CAPITOL HILL: How smart is too smart? When F-35 Joint Strike Fighters flew simulated combat missions around Eglin Air Force Base in Florida, their pilots couldn’t see the “enemy” radars on their screens.
Why? The F-35s’ on-board computers analyzed data from the airplanes’ various sensors, compared the readings to known threats, and figured out the radars on the training range weren’t real anti-aircraft sites — so the software didn’t even display them. While the software and pilots on older aircraft hadn’t noticed the imperfections and inaccuracies in how the Eglin ranges portrayed the enemy, the F-35s’ automated brains essentially said, “Fake! LOL!” and refused to play.
The Eglin anecdote is just one example of how the F-35 Lightning and its twin-engine older brother, the F-22 Raptor — collectively called fifth-generation fighters — are overturning how the Air Force operates. The sophistication of fifth gen sensors, software, and stealth requires the Air Force to overhaul training and network infrastructure. They even challenge longstanding assumptions about who makes what decisions and who’s in command. If the pilot of a fifth gen jet infiltrating enemy airspace has a clearer picture of the battle than senior officers further back on a vulnerable AWACS command plane or back at base in Air Operations Center, why should they be telling him or her what to do?
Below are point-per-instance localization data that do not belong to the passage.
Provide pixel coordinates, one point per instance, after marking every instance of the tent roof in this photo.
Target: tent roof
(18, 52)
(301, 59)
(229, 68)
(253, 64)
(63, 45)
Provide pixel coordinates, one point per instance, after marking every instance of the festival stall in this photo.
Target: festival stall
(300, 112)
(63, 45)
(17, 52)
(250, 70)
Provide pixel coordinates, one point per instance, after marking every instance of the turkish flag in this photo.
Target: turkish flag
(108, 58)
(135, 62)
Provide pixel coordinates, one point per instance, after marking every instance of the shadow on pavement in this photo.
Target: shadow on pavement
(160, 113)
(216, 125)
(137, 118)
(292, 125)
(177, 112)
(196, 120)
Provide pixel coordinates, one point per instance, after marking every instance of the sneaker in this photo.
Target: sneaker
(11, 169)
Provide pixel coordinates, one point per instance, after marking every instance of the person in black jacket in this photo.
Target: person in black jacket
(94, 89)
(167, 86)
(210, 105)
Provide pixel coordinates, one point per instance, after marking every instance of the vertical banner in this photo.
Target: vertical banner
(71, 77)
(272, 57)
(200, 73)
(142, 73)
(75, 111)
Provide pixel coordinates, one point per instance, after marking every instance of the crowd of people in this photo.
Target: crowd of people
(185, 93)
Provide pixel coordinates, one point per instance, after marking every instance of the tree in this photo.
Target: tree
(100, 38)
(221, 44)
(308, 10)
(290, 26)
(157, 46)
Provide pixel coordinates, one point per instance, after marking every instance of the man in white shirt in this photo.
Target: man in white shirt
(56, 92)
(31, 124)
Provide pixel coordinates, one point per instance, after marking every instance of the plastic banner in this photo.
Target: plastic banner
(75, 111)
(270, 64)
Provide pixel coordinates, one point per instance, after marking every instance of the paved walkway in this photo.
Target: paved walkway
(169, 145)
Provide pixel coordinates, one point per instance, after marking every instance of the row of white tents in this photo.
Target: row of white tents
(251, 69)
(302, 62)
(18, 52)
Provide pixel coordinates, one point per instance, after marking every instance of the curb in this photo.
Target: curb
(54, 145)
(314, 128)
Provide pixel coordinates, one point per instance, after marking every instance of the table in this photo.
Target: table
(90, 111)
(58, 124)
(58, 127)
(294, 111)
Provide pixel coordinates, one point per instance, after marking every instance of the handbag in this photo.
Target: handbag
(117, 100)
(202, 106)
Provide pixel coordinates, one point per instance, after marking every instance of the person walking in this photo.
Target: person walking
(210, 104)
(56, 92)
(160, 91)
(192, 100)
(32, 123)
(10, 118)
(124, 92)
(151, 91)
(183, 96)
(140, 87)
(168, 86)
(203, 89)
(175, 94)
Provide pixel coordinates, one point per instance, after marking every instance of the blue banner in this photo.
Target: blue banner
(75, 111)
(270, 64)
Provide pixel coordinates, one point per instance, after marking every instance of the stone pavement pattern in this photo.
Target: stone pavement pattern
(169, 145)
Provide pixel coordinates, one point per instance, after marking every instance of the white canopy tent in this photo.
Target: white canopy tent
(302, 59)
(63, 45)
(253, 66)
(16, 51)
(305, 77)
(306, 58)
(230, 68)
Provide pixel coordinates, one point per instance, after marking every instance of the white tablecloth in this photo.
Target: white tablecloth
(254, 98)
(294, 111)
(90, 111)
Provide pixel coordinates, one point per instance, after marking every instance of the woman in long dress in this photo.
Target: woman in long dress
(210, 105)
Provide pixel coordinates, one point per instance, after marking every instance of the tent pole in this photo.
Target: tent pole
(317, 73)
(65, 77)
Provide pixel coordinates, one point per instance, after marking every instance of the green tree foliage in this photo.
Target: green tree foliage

Information — the sensors to collect it, the software to make sense of it — becomes the critical contribution of 5th gen aircraft, pilots argue, which means you need to evaluate them on different criteria than traditional fighters. “When I first started flying the Raptor, I was enamored with how powerful the airplane was,” said Lt. Col. David Berke, a Marine F-35B pilot who’s also served in Air Force units. “The F-22 is just so fast, (but) the least impressive thing the F-22 is is how powerful it is.”
What matters isn’t the G forces the plane can pull or the Mach number it can hit, Berke argued, but the awareness it can give you of what’s going on. “In the 21st century battlefield, without information, the fastest airplane out there is the first one to die.”